You probably have friends and relatives handing out your business cards for referrals. Is it legal to pay them? Anyone interested in forming an alliance with another contractor will benefit from an inquiry about ‘JV’s and GP’s’. A Nevada contractor catches a ‘waive’ to ride in California with our first question…
Q: I currently am a qualifier on a Nevada contractor’s license. I believe California has an agreement with Nevada to recognize the trade certificate from state to state. Can you see if I can get an exemption from the trade test? This would allow me to study for the law test only.
A: Thank you for your email. From my research, it appears a waiver of the trade exam is very likely under California and Nevada’s long-standing reciprocity agreement. This is based on your having been licensed in good standing for 5 of the previous 7 years. You’re correct, with an “exemption” from the trade test, you will only need to study for the law exam.
Q: My question is in regards to referral fees paid by contractors. I am a General Contractor who specializes in home remodeling and custom homes. We work with real estate agents quite often and I was wondering if paying a referral fee for them sending work our way is legal? These referrals simply involve giving a new homeowner my business card. Also, is it legal for contractors to pay referral fees to each other for passing on work? Thanks for your input!
A: B&P Code section 7157 addresses inducements or “kick-backs”. While I am not an attorney, based on my reading, my opinion is that it would be acceptable to pay a real estate agent a referral fee in the manner you describe. However, there may be some regulation against this in the code sections governing the real estate industry. NO kickback may be given to the new homeowner or to another contractor.
The above code section deals with home improvement contracts and states in part, “…no person may promise or offer to pay, credit, or allow to any owner, compensation or reward for the procurement or placing of home improvement business with others.” This Section goes on to say that no contractor shall pay any compensation of any kind to any other contractor except in the performance of his or her work as a subcontractor.

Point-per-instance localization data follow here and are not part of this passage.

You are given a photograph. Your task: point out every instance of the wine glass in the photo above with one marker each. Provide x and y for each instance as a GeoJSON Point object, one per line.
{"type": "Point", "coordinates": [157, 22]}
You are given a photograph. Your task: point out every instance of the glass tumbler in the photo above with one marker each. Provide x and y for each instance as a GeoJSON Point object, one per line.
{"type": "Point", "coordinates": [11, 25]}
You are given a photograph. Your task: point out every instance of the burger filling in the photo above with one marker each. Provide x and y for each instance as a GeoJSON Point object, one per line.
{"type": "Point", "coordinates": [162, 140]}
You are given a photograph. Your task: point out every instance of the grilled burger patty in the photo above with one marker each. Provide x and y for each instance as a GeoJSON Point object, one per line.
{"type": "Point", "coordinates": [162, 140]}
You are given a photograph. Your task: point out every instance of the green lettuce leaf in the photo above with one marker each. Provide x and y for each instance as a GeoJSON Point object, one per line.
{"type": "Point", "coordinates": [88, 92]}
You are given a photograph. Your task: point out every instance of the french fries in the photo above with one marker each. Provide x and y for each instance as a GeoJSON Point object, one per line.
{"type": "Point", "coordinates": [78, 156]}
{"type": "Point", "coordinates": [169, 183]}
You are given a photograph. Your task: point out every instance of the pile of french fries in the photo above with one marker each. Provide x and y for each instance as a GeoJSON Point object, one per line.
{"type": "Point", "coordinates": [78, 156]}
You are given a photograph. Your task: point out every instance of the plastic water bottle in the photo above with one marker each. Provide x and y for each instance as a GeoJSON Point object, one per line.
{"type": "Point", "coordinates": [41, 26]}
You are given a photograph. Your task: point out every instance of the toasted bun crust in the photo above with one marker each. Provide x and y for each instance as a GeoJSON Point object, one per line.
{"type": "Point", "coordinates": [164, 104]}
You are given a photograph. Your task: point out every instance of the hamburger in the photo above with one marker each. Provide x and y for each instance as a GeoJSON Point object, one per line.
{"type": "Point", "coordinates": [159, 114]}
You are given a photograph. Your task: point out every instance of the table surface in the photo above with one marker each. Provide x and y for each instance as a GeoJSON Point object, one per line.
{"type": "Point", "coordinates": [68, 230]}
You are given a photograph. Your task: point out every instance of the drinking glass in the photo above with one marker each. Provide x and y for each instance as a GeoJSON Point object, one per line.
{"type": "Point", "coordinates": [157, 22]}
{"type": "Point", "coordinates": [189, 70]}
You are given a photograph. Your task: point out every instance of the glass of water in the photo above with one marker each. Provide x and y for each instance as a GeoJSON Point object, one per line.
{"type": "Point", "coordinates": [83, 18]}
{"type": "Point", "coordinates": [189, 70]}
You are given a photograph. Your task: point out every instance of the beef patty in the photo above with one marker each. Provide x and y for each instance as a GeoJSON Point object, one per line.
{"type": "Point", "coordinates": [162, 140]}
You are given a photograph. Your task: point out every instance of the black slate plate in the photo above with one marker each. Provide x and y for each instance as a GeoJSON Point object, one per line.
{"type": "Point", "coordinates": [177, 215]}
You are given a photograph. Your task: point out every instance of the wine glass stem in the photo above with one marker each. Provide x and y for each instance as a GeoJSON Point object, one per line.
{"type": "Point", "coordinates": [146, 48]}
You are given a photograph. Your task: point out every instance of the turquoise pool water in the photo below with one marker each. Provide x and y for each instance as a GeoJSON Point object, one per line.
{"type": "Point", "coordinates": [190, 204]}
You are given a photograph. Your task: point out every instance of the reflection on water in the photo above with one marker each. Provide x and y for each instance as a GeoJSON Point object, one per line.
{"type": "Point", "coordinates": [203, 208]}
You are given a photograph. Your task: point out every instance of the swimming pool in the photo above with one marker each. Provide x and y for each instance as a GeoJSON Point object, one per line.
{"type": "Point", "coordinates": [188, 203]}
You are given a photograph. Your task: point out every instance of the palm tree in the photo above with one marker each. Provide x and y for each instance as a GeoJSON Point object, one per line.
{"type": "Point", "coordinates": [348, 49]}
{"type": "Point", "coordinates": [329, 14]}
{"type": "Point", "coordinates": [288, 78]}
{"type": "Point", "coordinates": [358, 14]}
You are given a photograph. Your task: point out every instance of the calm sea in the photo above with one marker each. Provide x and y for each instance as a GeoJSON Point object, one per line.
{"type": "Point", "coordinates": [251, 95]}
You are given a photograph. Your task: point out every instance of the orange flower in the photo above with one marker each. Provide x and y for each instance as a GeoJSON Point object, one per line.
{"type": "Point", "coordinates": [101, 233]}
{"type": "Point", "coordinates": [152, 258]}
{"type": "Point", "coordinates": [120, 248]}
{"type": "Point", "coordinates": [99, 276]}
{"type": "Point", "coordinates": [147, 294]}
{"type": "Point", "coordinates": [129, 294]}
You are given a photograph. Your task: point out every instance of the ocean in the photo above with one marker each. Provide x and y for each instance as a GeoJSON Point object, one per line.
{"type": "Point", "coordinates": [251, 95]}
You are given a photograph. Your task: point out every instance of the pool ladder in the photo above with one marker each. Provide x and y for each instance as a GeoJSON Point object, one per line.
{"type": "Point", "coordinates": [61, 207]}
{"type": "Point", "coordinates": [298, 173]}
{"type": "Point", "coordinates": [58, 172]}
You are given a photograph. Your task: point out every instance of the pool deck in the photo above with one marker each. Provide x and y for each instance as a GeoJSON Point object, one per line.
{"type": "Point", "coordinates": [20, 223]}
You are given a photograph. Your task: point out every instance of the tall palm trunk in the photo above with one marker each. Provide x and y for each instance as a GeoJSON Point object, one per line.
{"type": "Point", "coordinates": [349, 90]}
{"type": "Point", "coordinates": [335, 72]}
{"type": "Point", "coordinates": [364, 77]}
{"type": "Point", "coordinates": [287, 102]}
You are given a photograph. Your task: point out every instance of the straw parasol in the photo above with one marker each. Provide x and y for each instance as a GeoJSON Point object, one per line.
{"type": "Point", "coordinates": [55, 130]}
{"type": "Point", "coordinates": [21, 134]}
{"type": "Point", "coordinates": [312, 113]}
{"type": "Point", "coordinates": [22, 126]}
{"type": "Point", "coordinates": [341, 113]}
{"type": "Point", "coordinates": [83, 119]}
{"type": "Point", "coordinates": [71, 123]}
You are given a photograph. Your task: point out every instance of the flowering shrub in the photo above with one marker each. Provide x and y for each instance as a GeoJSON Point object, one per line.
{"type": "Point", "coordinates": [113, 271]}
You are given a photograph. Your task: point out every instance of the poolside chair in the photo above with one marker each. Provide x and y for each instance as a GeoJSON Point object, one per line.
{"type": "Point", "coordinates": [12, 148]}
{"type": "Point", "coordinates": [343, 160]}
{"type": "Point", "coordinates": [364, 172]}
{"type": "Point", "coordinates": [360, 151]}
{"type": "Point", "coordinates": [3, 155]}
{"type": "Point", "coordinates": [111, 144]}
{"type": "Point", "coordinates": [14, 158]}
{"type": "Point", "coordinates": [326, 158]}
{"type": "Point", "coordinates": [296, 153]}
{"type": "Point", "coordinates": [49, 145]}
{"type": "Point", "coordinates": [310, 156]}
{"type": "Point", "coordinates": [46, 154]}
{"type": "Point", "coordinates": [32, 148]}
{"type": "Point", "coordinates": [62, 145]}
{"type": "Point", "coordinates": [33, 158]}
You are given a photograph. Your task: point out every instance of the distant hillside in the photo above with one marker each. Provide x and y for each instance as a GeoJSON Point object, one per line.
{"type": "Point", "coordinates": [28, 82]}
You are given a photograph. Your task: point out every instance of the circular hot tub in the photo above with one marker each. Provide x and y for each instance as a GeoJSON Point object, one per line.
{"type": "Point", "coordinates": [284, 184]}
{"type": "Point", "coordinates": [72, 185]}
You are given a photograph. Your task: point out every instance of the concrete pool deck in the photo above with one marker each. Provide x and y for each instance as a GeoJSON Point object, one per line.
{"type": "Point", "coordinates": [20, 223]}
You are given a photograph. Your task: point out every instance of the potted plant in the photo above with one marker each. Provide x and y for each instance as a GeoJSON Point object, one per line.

Q: We are two sole proprietor general contractors’ that want to form a business partnership. My research has taken me to the joint venture contractor’s license. Could you tell me if this is an appropriate way to put a partnership together? Will our present licenses be affected?
A: Forming a Joint Venture (JV)) would be one option. Forming a “general partnership” (GP) would be a second option. For contractor licensing purposes a JV consists of two or more licensed contractors both (or all) of which must be active and in good standing. A partnership can be formed as long as one listed individual holds a valid contractor’s license. Joint Ventures are the simplest type of license to apply for and usually take less than 10 days to be issued.
Because trouble often begins when partnerships break-up, whether you form a JV or GP, I would strongly recommend consulting an attorney to draw up a legal agreement. The new license will belong to both of you and should not impact your existing sole owner licenses.